結ばれてはいけない御曹司に一途な想いを貫かれ、秘密のベビーごと溺愛されています
後日、業者を呼んできちんと補修することを約束し、電話を切る。

「ひとまず、ブルーシートと養生テープで目隠しをして、今日のところはうちにおいで」

「ですが――」

「あんなことがあった直後に、ドアの閉まらない家に住むつもりか?」

ふと杏花を見下ろすと、私の服をきゅっと掴んで不安そうな顔をしていた。杏花のためにも、危険は避けなければ。
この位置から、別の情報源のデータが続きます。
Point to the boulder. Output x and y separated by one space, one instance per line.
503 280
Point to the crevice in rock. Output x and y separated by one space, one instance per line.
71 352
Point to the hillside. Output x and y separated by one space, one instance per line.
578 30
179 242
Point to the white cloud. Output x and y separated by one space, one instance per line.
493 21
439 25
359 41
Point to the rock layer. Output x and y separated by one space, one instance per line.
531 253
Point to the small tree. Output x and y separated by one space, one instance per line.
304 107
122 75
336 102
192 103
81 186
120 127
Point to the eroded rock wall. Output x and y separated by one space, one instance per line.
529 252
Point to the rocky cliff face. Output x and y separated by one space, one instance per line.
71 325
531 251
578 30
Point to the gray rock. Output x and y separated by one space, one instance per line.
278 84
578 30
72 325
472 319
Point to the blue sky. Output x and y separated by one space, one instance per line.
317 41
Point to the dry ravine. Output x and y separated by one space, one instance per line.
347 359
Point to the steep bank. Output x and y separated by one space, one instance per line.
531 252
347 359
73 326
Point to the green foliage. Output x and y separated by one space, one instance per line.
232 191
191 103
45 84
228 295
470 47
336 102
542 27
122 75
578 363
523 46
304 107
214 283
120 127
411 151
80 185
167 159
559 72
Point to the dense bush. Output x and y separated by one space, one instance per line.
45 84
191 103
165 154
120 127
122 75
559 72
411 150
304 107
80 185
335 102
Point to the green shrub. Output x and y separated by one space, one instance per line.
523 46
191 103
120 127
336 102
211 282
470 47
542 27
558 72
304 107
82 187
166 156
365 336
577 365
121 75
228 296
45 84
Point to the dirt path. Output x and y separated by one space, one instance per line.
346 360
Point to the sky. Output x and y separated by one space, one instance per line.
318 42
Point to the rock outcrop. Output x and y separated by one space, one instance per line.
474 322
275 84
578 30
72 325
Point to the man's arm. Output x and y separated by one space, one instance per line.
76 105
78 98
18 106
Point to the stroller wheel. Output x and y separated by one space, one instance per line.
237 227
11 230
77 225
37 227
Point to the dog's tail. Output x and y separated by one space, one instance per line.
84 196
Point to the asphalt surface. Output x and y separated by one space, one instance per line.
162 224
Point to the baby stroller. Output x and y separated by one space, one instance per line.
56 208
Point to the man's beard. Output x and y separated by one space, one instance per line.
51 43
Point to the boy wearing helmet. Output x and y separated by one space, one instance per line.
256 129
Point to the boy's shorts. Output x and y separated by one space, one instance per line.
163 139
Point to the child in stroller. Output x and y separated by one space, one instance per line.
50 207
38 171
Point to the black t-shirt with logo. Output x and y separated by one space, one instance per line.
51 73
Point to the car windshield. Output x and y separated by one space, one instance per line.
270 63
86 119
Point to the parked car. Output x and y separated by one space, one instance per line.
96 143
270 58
かといって、鍵が直るまでホテルに泊まるようなお金もない。

「わかりました。お世話になります」

貴重品と数日分の衣服をまとめて、理仁さんの車に積み込む。

「杏花。しばらく、パパのお家にお泊まりだ」

「パパのおうちっ……!」

杏花は目をキラキラさせてチャイルドシートに乗り込む。

理仁さんの家は財務省庁舎から数駅のところにある高層マンションの上層階。

杏花は初めて乗る高層エレベーターに大興奮。遊園地を思い出したらしく「かんらんしゃ?」と尋ねるが、理仁さんは「ちがうよ、エレベーターだ」と説明する。

部屋に着いたあとも、広々とした玄関と長い廊下に感動しきりだ。